Tuesday, May 3, 2011

Senior Year Depression

Have you ever worked hard for something, and when it's finally there at the finish line you just feel like quitting. I have been in school for 9 years. I haven't done anything but my best. School come first and the rest would flow. I felt like I made a commitment, for sickness and for healthy till Depression or Diploma takes us a part. First semester was all about getting to college. And taking the SAT/ACT the THE /  Accuplacer. It was hectic. Then second semester began. There is nothing to do. You will find your self wondering in the middle of the afternoon. This kind of action is unusual. You will find yourself blogging in at 1:00 in the morning. This kind of action is not like you. I don't want to talk to people I use to love to talk to.I use to use my time wisely. Wake up at 6:00  Pray, make breakfast. Hit the road at 7:00 am I now find myself at the office getting tardy pass. I use to go to the library at lunch time, check out books. read the news. check my mails. Come home at 2:00. Eat, and go to the Elementary school for the  Honor Society tutoring program. Come back at 4:00 take a nap.

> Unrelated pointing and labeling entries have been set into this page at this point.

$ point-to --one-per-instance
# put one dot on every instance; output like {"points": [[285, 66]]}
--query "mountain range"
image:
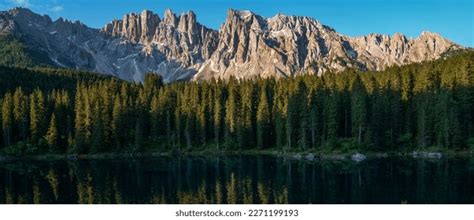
{"points": [[178, 47]]}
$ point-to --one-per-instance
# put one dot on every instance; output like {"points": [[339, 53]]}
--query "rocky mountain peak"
{"points": [[246, 45]]}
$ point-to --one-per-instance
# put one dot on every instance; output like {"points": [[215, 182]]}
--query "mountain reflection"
{"points": [[230, 180]]}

Wake up at 6:00 pray, do homework, Then my spare time would began, go to Facebook, blog. Msn. TXT, Talk on the phone. I had something to look forward to. It's not new thing. But it was an obligation. I now feel like I'm fired from my long job. So I am seeking out for a real job that I can see the out-come. I want to be challenged again. I use to depict the image of my day. I want to get curious  and do research on weird stuff. I am tired of thinking  about my future. I am tired of staring at the wall and not wanting to do anything. I am tired of sleeping late and blogging late. I want the old me back.  I always wonder how dumb people are when I hear , they drop out of their last semester of high school. My reaction was always WHAT? All this years for one semester. Walking up when it's raining and other are in deep sleep. Waking in the sun when it's 105 degrees Celsius.   Staying up at night finishing the project or writing the essay. Studying for a test. All of the hard work for ONE LAST SEMESTER? IS WORTHY IT.  Don't judge the man, if you haven't been in his shoes. It feels like it's worthy it. But some of us are strong so we blog about it or write in our diary  or utter about  how we can not take it any more.That we had enough and want to take the next action. And others are weak so they take the action and burn their life in front of one semester.
But I am STRONG!!!! I BLOG about it, I don't BURN IT !!!